There was no relationship between body composition parameters and DPA in the patients or control group. However, in the patients, the time spent undertaking moderate activity was related to BMI, r = − 0.39, FM, r = − 0.37, FFM:FM, r = 0.50, all p < 0.001. Similar relationships were evident in the control group, all p < 0.05.

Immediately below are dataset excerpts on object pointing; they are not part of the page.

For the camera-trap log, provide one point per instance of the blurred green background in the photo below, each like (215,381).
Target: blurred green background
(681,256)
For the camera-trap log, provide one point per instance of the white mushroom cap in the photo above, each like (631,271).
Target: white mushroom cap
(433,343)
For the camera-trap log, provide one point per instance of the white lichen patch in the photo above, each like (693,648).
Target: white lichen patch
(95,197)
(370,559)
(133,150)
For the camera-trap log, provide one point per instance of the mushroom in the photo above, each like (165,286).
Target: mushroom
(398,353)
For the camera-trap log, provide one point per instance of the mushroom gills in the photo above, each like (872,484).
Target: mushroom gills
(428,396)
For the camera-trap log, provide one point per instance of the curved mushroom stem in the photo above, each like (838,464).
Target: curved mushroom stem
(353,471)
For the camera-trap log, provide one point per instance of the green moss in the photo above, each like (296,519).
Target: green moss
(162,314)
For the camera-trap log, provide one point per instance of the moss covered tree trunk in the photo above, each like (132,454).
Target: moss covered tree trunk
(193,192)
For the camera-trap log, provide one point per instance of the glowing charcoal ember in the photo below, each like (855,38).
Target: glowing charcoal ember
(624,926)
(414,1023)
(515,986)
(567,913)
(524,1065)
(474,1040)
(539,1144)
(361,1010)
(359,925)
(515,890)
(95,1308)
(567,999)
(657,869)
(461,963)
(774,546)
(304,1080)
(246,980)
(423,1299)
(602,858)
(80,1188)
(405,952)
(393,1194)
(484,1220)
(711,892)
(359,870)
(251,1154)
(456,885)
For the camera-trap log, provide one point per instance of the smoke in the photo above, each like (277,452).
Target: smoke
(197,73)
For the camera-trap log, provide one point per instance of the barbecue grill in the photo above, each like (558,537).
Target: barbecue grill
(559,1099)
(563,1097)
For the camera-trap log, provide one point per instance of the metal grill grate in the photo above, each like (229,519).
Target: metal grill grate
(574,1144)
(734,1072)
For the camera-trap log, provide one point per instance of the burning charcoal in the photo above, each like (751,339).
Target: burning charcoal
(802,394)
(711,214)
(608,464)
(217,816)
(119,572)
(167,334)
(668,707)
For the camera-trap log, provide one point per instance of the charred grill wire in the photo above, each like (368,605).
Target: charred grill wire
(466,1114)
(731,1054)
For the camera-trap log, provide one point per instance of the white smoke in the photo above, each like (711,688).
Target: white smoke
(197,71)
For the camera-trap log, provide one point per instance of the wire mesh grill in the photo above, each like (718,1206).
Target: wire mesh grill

The 6MWD and HGS were less in patients than controls, both p < 0.001 (Table 1). In the patients, the level of daily of daily physical activity was related to the 6MWD, r = 0.45, p = 0.001, and controls, r = 0.49, p = 0.002, but it was not related to HGS, p > 0.05. The 6MWD and HGS were all related to each other in the patients, p < 0.01.

In the patients, the time spent undertaking moderate activity was related to aortic stiffness (rs = − 0.28, p < 0.01), resting oxygen saturation (rs = − 0.38, p < 0.002). This was not evident in controls. Aortic stiffness was greater in patients, 9.5 (2.2), than controls, 8.2 (1.4),p < 0.01.

The level of DPA and the SGRQ total score were related (r = − 0.38, p < 0.001), as was the SGRQ activity domain (r = − 0.40, p < 0.001). The CAT score was also related to the level DPA (r = − 0.34, p = 0.003). The 6MWD also related to the total SGRQ score, r = − 0.63, and the CAT score r = − 0.54, (all p < 0.001).

Circulating CRP and fibrinogen were greater in patients than controls (p < 0.001) and both were related to the level of DPA, CRP, r_s = − 0.29, p = 0.013, and fibrinogen, r = − 0.30, p = 0.009, but were unrelated to the level of DPA in the control group.

In the patients, a stepwise multivariate regression analysis including DPA as a dependent variable and FEV₁%, mMRC and the number of exacerbations as the independent variables showed that mMRC and number of exacerbations explained 28% of the variability in the DPA with FEV₁% predicted excluded from the analysis, adjusted R² = 0.28,p < 0.001. The mMRC and the number of exacerbations explained 34 and 25% of the reduction in the DPA, respectively.

A key limitation of this study is its cross-sectional nature, and this issue is being addressed in the ongoing longitudinal ARCADE study. We had a limited number of DPA monitors so which curtailed recruitment.